Pulse follows a five-step loop:

  1. ingest recent Solana transaction flow for the tracked symbols
  2. derive the short-horizon components that make a burst meaningful
  3. combine those components into a composite pulse score with regime logic
  4. validate the score against slippage and topbook depth so the move is still executable
  5. rank the surviving names into a pulse report the operator can actually use

That sequence matters because size alone is not a reliable signal. The board is designed to promote compounding flow and demote shallow optical bursts.
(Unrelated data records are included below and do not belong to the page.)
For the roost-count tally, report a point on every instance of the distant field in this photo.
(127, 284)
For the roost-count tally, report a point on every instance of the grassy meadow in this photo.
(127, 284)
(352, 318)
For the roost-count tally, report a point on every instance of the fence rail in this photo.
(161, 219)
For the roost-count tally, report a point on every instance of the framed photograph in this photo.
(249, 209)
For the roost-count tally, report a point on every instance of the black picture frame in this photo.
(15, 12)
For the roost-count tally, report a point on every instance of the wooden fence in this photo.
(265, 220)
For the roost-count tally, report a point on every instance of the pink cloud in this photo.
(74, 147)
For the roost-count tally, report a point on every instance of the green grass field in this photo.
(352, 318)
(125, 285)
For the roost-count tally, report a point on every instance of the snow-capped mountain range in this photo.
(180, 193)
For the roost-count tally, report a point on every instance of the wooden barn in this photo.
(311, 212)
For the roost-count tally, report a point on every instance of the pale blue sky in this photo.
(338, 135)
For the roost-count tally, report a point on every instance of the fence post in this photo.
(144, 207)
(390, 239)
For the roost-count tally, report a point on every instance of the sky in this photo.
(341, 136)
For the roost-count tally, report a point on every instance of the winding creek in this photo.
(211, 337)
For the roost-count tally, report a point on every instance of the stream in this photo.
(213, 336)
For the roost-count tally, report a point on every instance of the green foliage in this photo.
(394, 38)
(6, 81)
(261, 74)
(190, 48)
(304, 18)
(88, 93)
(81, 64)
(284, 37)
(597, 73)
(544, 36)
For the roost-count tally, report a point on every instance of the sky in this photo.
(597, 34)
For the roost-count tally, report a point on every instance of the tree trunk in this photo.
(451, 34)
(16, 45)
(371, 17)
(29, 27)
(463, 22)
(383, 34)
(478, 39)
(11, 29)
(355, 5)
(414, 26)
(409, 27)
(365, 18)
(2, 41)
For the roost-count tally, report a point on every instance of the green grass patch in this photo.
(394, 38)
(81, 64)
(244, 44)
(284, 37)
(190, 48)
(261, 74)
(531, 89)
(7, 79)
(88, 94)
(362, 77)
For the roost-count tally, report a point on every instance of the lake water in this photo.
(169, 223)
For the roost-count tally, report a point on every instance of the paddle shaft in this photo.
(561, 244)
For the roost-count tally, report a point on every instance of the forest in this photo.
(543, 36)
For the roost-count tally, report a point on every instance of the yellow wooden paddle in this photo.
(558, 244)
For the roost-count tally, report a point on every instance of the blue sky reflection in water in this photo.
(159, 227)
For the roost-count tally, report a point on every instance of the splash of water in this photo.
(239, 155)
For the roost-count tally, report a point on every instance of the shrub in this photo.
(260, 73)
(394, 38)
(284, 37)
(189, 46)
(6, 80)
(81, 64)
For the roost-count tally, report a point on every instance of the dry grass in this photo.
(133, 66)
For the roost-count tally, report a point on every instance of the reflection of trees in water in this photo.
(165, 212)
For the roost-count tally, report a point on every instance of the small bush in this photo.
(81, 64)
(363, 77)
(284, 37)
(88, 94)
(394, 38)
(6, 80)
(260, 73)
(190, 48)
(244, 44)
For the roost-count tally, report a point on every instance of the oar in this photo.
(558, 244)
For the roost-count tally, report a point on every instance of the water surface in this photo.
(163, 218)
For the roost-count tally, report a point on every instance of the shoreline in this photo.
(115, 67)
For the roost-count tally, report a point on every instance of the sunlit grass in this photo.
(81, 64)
What A Good Pulse Looks Like

  • trade imbalance is expanding, not just flickering
  • buyer participation is broadening instead of staying concentrated
  • liquidity is still refilling as the move develops
  • slippage pressure is low enough that exits still look realistic

If those conditions break, the score should cool down quickly.

Example Output

PULSE // FLOW ALERT

[HIGH] BONK
pulse score        1.34
regime             bullish
buyer accel        strong
liq delta          positive
slippage pressure  12 bps

operator note: flow is broadening and depth still looks exitable

Technical Spec

Pulse builds a short-horizon composite score from five flow components:

Pulse_t = 0.30 * z(trade_imbalance_30s) + 0.25 * z(unique_buyers_accel_2m) + 0.20 * z(liquidity_delta_1m) + 0.15 * z(wallet_entropy_5m - 0.5) - 0.10 * z(slippage_pressure_30s)

Where:

  • trade_imbalance_30s measures directional aggression in the most recent burst window
  • unique_buyers_accel_2m rewards broadening participation instead of one-wallet prints
  • liquidity_delta_1m measures how quickly liquidity is disappearing or refilling
  • wallet_entropy_5m penalizes overly concentrated flow
  • slippage_pressure_30s penalizes setups that look good on paper but are hard to exit cleanly

Regime classification uses hysteresis so Pulse does not flap between states:

  • enter bullish when pulseScore >= 1.25 and trailingPulseScore >= 0.40
  • remain bullish until pulseScore < 0.60
  • mark cooldown when either pulse or trailing confirmation drops below zero

Execution-quality guardrails:

  • reject high-conviction pulses when topbookDepthUsd < MIN_TOPBOOK_DEPTH_USD
  • cap conviction when slippagePressure30s > MAX_SLIPPAGE_PRESSURE_BPS
  • increase re-entry delay as realized volatility expands relative to VOLATILITY_BASELINE_BPS

Severity is not just size-based. A mid-sized burst can still rank high if the pulse score is extreme and breadth confirms continuation.

Risk Controls

  • depth filter: rejects bursts that are too thin to exit cleanly
  • slippage cap: prevents high-scoring but untradeable setups from being promoted
  • regime hysteresis: reduces flapping between bullish and cooldown states
  • re-entry delay: slows the engine down when volatility expands too quickly

Pulse is intentionally strict because a fast signal without exit quality is usually worse than no signal at all.

Architecture

Helius transaction feed
  -> flow metric enrichment
  -> pulse score + regime model
  -> Claude validation loop
  -> rolling pulse report

Quick Start

git clone https://github.com/PulseSolana/Pulse
cd Pulse && bun install
cp .env.example .env
bun run dev

Configuration

ANTHROPIC_API_KEY=sk-ant-...
HELIUS_API_KEY=...
SOLANA_RPC_URL=https://mainnet.helius-rpc.com/?api-key=...
ALERT_THRESHOLD_USD=75000
BULLISH_PULSE_THRESHOLD=1.25
MIN_TOPBOOK_DEPTH_USD=25000
MAX_SLIPPAGE_PRESSURE_BPS=32
SCAN_INTERVAL_MS=30000

Legitimacy Notes

Support Docs

License

MIT


catch the burst before the breakout looks obvious.